Ancak mahkumiyetin yalnızca tek taraflı olarak tarif edilmesi yeterli olmayacaktır. Türkiye burjuva düzeni, soğuk savaş döneminin jeo-stratejik önem argümanını canlandırmak için en uygun ortamı yakaladığı sezgisiyle davranmaktadır.

ABD’nin taahhüt ettiği miktarın azlığı/çokluğundan daha önemli nokta, Türkiye’nin bölgesel güç konumunu derinleştirme arzusudur. Bu açıdan ilke, elbette eninde sonunda ABD’ye layıkıyla hizmet üzerine oturtulacaktır.

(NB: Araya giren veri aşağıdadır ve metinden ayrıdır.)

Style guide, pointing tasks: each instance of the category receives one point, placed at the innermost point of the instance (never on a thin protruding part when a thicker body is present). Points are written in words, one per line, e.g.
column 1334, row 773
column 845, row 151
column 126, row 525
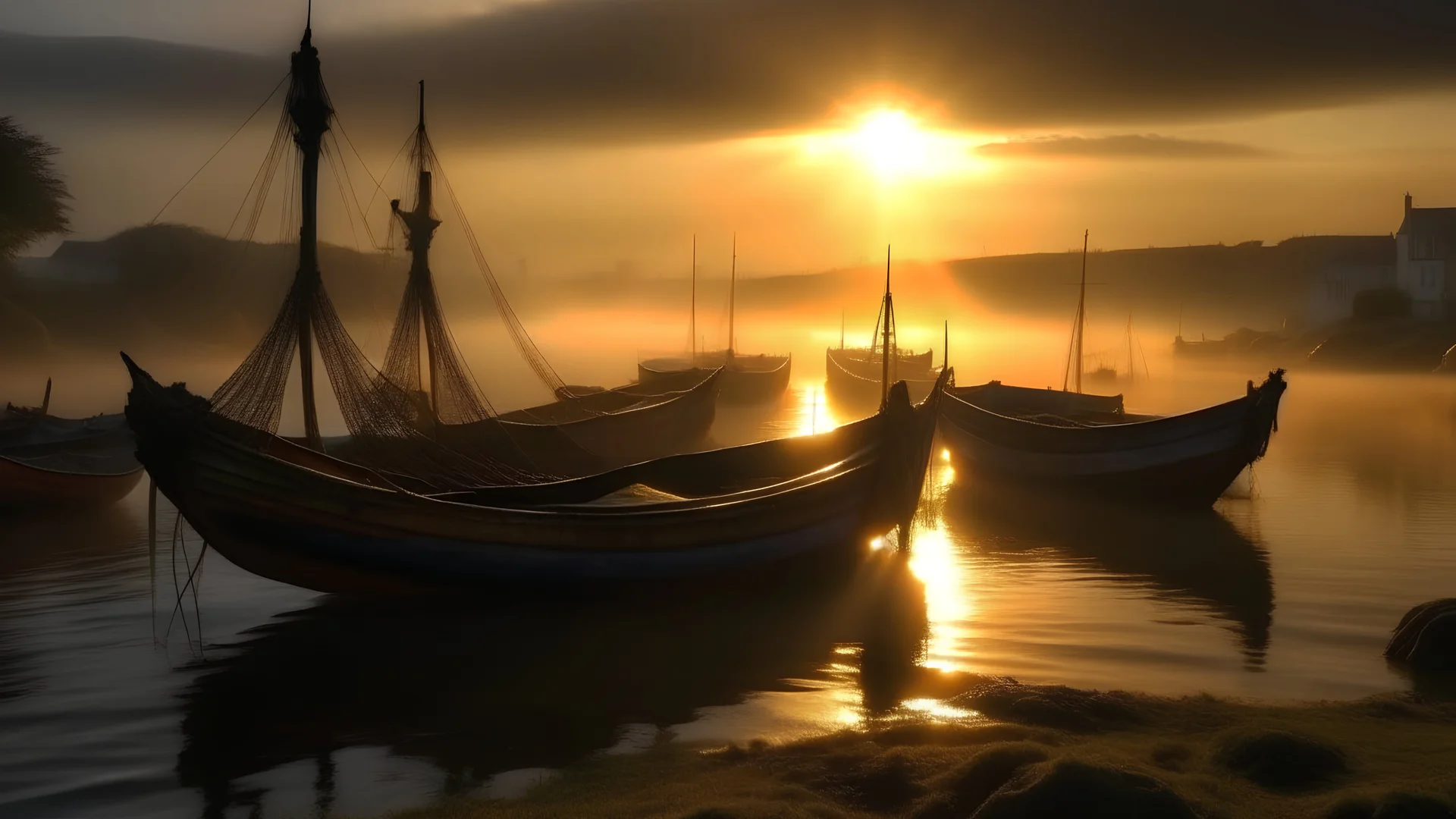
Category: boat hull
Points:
column 332, row 528
column 1184, row 461
column 657, row 422
column 748, row 379
column 849, row 382
column 25, row 487
column 64, row 463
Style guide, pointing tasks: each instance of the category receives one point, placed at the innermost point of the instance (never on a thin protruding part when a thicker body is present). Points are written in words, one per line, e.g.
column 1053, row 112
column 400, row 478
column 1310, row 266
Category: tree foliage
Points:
column 33, row 194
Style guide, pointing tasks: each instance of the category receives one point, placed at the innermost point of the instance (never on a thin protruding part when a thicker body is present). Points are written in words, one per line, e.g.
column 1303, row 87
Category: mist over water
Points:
column 258, row 695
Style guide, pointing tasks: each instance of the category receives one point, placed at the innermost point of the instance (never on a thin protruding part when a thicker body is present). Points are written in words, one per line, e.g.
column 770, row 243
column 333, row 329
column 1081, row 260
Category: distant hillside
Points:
column 1210, row 284
column 181, row 284
column 171, row 284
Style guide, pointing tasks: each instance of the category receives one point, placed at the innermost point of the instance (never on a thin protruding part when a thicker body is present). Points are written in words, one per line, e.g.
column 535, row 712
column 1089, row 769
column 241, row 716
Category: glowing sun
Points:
column 893, row 143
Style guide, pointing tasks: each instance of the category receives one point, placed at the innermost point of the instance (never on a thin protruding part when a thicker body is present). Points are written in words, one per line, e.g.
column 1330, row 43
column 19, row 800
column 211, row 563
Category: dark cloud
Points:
column 1122, row 146
column 599, row 69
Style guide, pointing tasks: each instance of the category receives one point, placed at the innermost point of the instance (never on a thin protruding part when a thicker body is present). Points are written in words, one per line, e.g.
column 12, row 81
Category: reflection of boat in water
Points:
column 478, row 691
column 49, row 461
column 1190, row 557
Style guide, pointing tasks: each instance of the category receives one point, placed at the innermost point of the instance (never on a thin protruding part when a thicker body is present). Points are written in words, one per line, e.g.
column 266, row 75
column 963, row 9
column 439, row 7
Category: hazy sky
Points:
column 588, row 134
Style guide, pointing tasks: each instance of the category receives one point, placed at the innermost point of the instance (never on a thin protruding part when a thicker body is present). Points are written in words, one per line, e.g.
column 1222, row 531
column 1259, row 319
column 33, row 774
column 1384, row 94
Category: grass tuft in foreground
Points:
column 1041, row 751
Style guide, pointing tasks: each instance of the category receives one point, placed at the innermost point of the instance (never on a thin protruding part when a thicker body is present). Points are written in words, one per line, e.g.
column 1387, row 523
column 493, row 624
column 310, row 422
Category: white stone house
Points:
column 1423, row 246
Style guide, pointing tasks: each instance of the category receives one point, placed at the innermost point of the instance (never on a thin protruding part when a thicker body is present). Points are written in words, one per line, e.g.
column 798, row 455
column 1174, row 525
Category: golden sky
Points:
column 601, row 136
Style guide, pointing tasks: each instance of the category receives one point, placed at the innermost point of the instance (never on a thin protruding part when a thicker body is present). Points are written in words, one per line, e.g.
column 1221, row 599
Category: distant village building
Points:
column 1337, row 268
column 1424, row 243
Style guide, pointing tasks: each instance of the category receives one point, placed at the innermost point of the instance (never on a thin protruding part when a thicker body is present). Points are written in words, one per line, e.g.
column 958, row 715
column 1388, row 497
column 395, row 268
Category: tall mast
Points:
column 419, row 231
column 733, row 283
column 1130, row 375
column 1082, row 308
column 692, row 321
column 309, row 110
column 1075, row 350
column 889, row 311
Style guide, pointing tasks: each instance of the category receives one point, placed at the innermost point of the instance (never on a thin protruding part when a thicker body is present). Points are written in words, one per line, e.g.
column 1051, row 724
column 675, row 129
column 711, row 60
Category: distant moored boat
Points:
column 49, row 461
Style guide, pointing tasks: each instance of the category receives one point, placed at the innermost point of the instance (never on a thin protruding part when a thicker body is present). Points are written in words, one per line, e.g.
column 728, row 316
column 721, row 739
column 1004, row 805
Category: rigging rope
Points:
column 523, row 341
column 261, row 105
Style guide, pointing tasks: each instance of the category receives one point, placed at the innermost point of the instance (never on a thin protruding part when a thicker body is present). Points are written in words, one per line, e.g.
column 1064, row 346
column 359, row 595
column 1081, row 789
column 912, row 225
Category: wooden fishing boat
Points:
column 1028, row 403
column 1187, row 460
column 852, row 375
column 625, row 425
column 302, row 518
column 745, row 379
column 49, row 461
column 856, row 376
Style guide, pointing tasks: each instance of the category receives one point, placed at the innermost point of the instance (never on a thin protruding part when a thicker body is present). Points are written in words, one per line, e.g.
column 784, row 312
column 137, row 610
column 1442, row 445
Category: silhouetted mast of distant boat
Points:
column 1075, row 352
column 890, row 319
column 733, row 283
column 692, row 319
column 1131, row 373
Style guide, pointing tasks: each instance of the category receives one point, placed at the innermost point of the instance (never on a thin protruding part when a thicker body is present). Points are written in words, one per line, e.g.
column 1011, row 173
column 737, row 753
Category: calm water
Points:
column 254, row 698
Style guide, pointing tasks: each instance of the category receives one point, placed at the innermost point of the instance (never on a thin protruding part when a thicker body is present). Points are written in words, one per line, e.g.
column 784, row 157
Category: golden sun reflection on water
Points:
column 937, row 561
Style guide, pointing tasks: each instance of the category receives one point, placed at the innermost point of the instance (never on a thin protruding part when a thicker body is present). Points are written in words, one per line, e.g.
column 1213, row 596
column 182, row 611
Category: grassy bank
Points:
column 1041, row 751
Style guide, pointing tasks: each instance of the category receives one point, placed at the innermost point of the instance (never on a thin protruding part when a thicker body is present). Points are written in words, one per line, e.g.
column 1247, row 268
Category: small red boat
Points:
column 49, row 461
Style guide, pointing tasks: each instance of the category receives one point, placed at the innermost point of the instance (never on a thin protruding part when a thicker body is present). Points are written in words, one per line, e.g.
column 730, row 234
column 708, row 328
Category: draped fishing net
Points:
column 389, row 417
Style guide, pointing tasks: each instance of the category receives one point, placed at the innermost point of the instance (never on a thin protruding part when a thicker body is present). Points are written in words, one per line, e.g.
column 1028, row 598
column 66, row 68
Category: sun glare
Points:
column 892, row 142
column 894, row 145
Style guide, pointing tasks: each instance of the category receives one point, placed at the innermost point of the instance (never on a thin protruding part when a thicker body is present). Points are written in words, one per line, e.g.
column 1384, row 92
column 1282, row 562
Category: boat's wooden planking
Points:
column 1185, row 460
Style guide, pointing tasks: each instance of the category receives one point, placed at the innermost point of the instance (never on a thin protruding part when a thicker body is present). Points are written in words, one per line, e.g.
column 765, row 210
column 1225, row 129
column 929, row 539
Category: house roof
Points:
column 1429, row 222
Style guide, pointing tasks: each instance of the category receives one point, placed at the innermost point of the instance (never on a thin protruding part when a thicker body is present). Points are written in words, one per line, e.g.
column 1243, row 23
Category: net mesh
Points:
column 389, row 417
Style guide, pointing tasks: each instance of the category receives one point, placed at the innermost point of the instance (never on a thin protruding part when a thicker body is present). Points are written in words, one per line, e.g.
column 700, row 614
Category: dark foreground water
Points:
column 254, row 698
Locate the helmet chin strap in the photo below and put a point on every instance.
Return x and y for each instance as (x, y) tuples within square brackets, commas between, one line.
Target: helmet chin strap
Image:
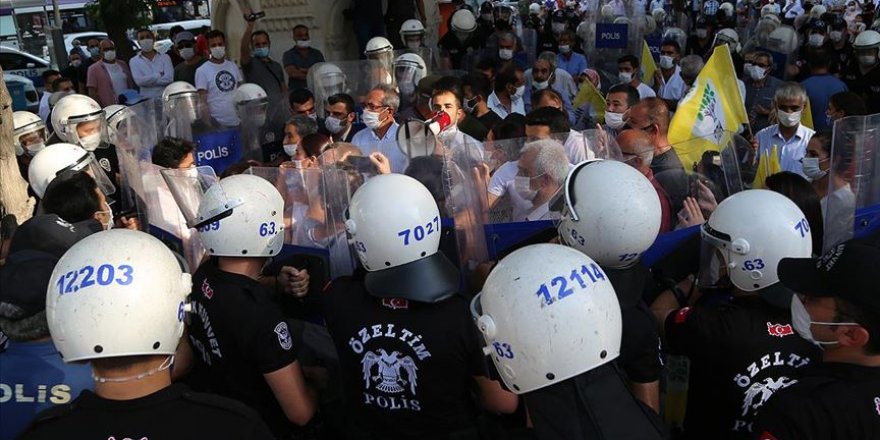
[(166, 364)]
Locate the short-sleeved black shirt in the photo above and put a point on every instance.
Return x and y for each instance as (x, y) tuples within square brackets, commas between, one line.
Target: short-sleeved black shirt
[(740, 354), (238, 334), (407, 367), (171, 413), (640, 343), (830, 401)]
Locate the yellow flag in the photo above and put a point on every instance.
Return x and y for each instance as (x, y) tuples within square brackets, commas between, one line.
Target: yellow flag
[(711, 107), (589, 94), (807, 116), (648, 65), (768, 165)]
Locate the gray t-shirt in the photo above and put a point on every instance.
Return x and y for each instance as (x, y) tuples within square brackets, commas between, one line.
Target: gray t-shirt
[(293, 57)]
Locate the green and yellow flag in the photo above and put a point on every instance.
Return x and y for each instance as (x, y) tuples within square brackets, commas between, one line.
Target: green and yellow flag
[(712, 107)]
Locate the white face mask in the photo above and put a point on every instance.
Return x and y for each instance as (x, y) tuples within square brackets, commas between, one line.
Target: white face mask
[(187, 53), (801, 322), (333, 125), (614, 120), (789, 119), (109, 212), (371, 119), (218, 52), (811, 168), (90, 142), (146, 44), (33, 149), (523, 188), (756, 73)]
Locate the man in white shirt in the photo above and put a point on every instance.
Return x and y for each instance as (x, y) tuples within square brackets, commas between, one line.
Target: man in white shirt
[(789, 137), (507, 97), (542, 171), (668, 78), (217, 80), (151, 71), (628, 72), (380, 134)]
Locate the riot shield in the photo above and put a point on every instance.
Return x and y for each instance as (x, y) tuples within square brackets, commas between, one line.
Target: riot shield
[(850, 205), (315, 201), (618, 30), (355, 78), (711, 172), (464, 201)]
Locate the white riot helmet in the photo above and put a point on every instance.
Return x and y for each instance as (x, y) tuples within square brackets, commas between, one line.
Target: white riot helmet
[(729, 37), (412, 33), (241, 216), (377, 46), (181, 99), (747, 235), (464, 21), (783, 39), (252, 103), (29, 126), (73, 110), (394, 224), (108, 300), (409, 69), (573, 326), (115, 114), (616, 225), (57, 158)]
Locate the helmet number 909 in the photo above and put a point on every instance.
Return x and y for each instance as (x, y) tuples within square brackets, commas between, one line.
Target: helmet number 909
[(419, 232), (267, 228), (104, 275)]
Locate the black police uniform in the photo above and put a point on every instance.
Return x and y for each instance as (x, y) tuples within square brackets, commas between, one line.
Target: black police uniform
[(866, 85), (740, 353), (406, 365), (640, 343), (174, 412), (238, 334), (593, 405), (830, 401)]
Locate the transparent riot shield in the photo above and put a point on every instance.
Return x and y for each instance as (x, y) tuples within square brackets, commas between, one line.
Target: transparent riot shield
[(464, 202), (136, 135), (315, 201), (262, 135), (618, 30), (851, 204), (711, 172), (174, 207), (355, 78)]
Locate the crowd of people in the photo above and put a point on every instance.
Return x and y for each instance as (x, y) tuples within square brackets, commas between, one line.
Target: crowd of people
[(334, 249)]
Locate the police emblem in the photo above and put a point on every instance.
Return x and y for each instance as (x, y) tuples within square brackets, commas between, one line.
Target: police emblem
[(283, 336)]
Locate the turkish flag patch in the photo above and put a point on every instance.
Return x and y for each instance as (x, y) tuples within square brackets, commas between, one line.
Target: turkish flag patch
[(681, 315)]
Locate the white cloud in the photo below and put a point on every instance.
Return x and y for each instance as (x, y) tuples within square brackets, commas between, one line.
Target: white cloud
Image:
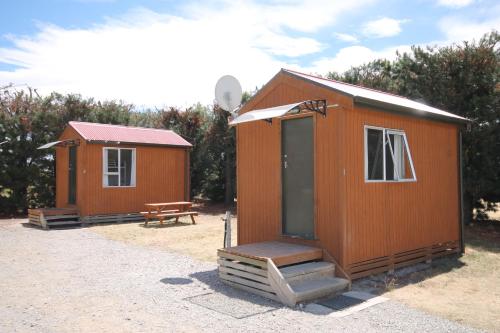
[(384, 27), (354, 56), (457, 29), (346, 37), (148, 58), (455, 3)]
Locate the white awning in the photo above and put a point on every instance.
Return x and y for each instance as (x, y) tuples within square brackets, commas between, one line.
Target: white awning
[(49, 145), (263, 114)]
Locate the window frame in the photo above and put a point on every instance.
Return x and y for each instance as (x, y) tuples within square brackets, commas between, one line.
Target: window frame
[(105, 172), (385, 133)]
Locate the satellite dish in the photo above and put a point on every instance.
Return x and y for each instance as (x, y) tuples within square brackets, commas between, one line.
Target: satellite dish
[(228, 93)]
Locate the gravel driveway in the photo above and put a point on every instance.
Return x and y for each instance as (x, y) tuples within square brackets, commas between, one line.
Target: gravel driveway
[(73, 280)]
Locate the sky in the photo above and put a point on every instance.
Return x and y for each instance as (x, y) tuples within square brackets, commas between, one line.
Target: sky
[(158, 53)]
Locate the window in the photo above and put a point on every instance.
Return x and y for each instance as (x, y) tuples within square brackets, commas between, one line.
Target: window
[(118, 167), (387, 156)]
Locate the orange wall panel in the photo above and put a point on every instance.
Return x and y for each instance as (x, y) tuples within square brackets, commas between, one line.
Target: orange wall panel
[(161, 176), (389, 217)]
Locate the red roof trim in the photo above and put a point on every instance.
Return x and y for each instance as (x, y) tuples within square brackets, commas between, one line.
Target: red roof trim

Sorun ABD’nin dünyadaki tüm muhataplarının göreli önemini azaltmayı hedeflemesinden kaynaklanmaktadır. ABD açısından dönem, bölgesel güç odaklarının tahkimine değil, kayıtsız, sınırsız ve doğrudan egemenlik mekanizmalarına işaret etmektedir. Dolayısıyla bu gerilim kaynağı tüketilmiş olmaktan çok uzaktır. Önümüzdeki evrede ABD’nin Ankara’dan pazarlıkçılığın hesabını sormak isteyeceği, Ankara’nın ise hizmet-yerel güç dengesini gözetmeye çaba harcayacağı söylenebilir.

 

Düzenin üç önemli odağı büyük sermaye, askerler (ve cumhurbaşkanı ile yargının öne çıktığı bürokrasi) ve hükümet arasından ilki, yerel güç ve stratejik önem konularına en duyarsız tarafı oluşturmaktadır. Türkiye burjuvazisinin uluslararası sermaye ile bağları ve ülkemiz kapitalizminin dışa muhtaçlığı burada belirleyicidir. AKP hükümetinin egemen sınıfın bu niteliğine bağlı olarak emperyalizme acentalık ruhuyla iktidara geldiği biliniyor.

Asker ve sivil bürokrasi bu tabloyu düzeltmek için inisiyatif geliştiren ve inisiyatifi diğer kesimlere yayan özneyi ifade etmektedir. Kuşkusuz Türkiye’nin ABD ile pazarlıklarının arka planında söz konusu öznelerin iç rekabeti de rol oynamıştır. Ancak bu resimden hareketle TSK veya bir diğer bürokrasi kesimine kurumsal olarak “ulusal değer” atfedilmesi baştan aşağı saçma olacaktır. Genelkurmay Başkanı Özkök’ün tezkerenin Meclis’e takılmasından birkaç gün sonra yaptığı, daha doğrusu yapmak zorunda kaldığı “tezkerede yazılanlar bizim de görüşlerimiz” açıklaması bu açıdan son derece öğreticidir. Beklenilmesi gereken, sistemin bazı kurumlarının daha fazla taşıyamayacağı kimi yurtsever ögeleri kusması veya savurmasıdır. Böylesi bir gelişmenin hem ölçek ve doğrultusunu belirleyecek hem de onu anlamlı kılacak faktör, sosyalizmin ideolojik ve örgütsel ağırlığı olacaktır.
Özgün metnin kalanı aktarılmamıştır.